According to Young, who cites a rumor circulating in the 1600s, that was exactly the amount that Shakespeare earned writing two plays a year. And de Vere had what Young calls "a superior, virtually unique knowledge" of foreign languages, literature and law -- knowledge that is reflected in the works of Shakespeare.
Amazed by what he learned from the documentary, Young quickly set about reading everything he could get his hands on that dealt with the subject. "I've been obsessed for the past eight years," he says.
The more he delved into the subject, the more convinced he became that de Vere was the man.
Perusing de Vere's biography, Young says he was struck by the similarities between the nobleman's life and Shakespeare's plays.
In the real-life tale of de Vere's life, for example, where two Frenchmen bent on political gain try to destroy the Englishman's marriage by fabricating a story about how de Vere's wife had been unfaithful to him and was bearing another man's baby, Young saw the plot of Shakespeare's "Love's Labour Lost."
In the biographical account of de Vere's subsequent affair with Anne Vavasour, one of Queen Elizabeth's maids, Young could discern the inspiration for "Romeo and Juliet."
In real life, as in the play, supporters of two opposing families "were gang fighting on the streets of London."
Jan Seagrave, another local Oxfordian, was also struck by the parallels between de Vere's life and Shakespeare's work, particularly "Hamlet."
"The key, in my opinion, is 'Hamlet '-- that's (de Vere's) life story," she says. "Even people who don't think that Edward de Vere was Shakespeare still think he was the model for Hamlet, because everything corresponds."
Finding the key
Young spent eight years poring through various texts, listening to the opinions of different Shakespearean scholars, even traveling to England, before accidentally stumbling upon the "key" to the tombstone's message.
"What amazes me is that I wasn't even looking for this."
Instead, Young was planning to write a screenplay about the life of the 17th Earl of Oxford. (Though he's been "sidetracked" somewhat by his discovery, he still plans to go forward with the screenplay.)
Among the texts Young read was "Minerva Brittana," which is filled with countless pieces of artwork, all of which have one thing in common: their key elements line up to an asymmetrical pyramid, having angles of 45 degrees and 54 degrees at their base.

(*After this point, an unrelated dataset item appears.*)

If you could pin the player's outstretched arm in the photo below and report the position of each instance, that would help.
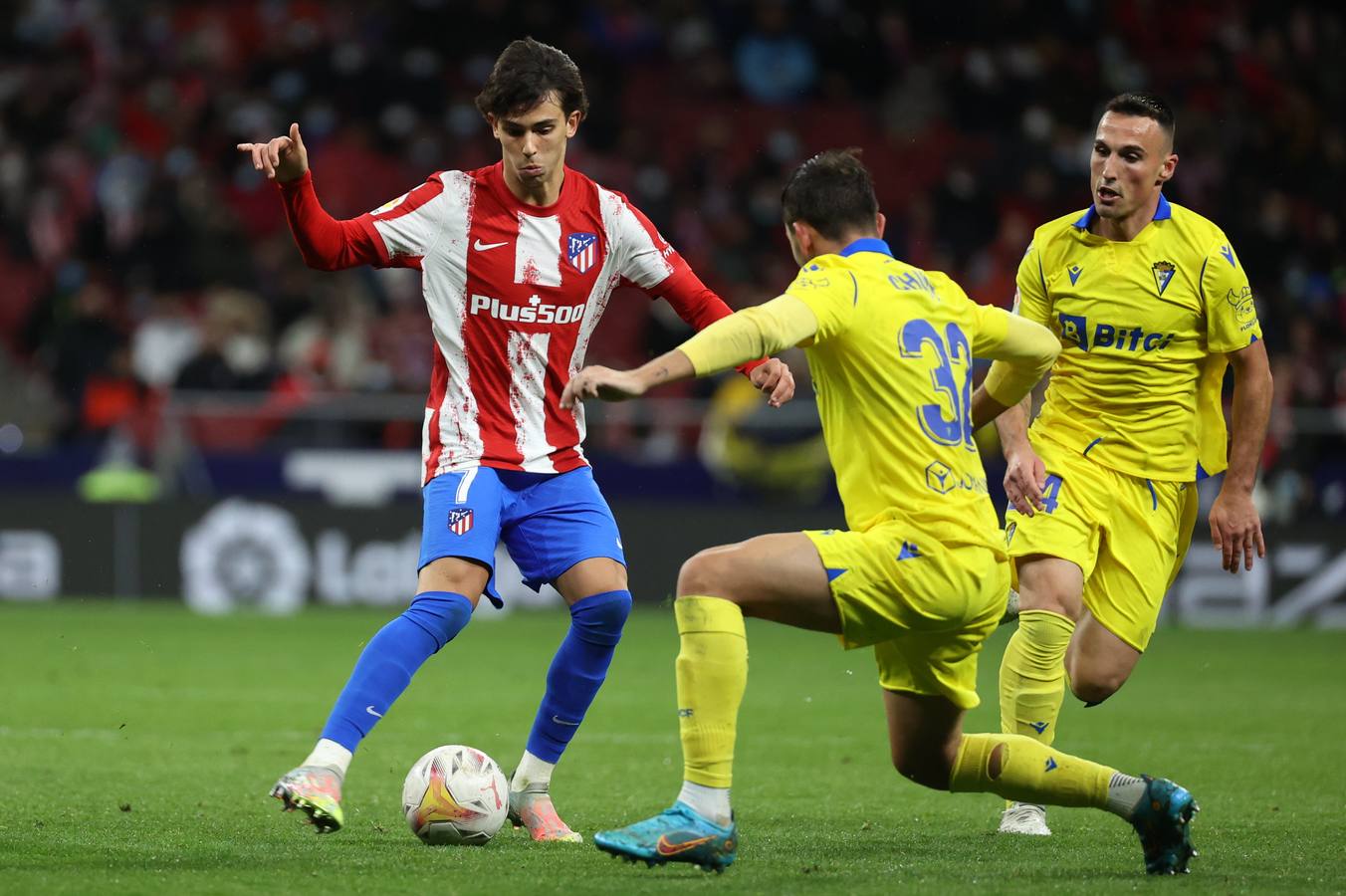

When the same pyramid is placed over the tombstone's inscription, "Vere" appears along its two sides.
Encoding a message this way was nothing new, even then, Young says. During the Revolutionary War, one noteworthy British general sent messages to his troops that could only be read by superimposing an hourglass shape on the words, Young says.
The hypothesis isn't that far-fetched, especially given the Elizabethan mentality.

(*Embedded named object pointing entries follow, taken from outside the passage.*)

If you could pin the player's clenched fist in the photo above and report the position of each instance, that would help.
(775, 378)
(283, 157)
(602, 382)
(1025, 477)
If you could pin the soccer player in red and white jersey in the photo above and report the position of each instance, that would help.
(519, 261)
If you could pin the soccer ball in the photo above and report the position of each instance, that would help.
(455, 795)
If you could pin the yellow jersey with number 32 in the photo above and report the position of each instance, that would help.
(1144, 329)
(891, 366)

"They were extremely fond of puns and visual tricks," Seagrave says.
Seagrave, who has also been fascinated with de Vere since seeing the same public television documentary nearly eight years ago, says that the more she studies the literature, the more obvious it seems that Shakespeare really was the 17th Earl of Oxford.
But so far, Young's had a hard time convincing people.
"The last eight years have been kind of lonely."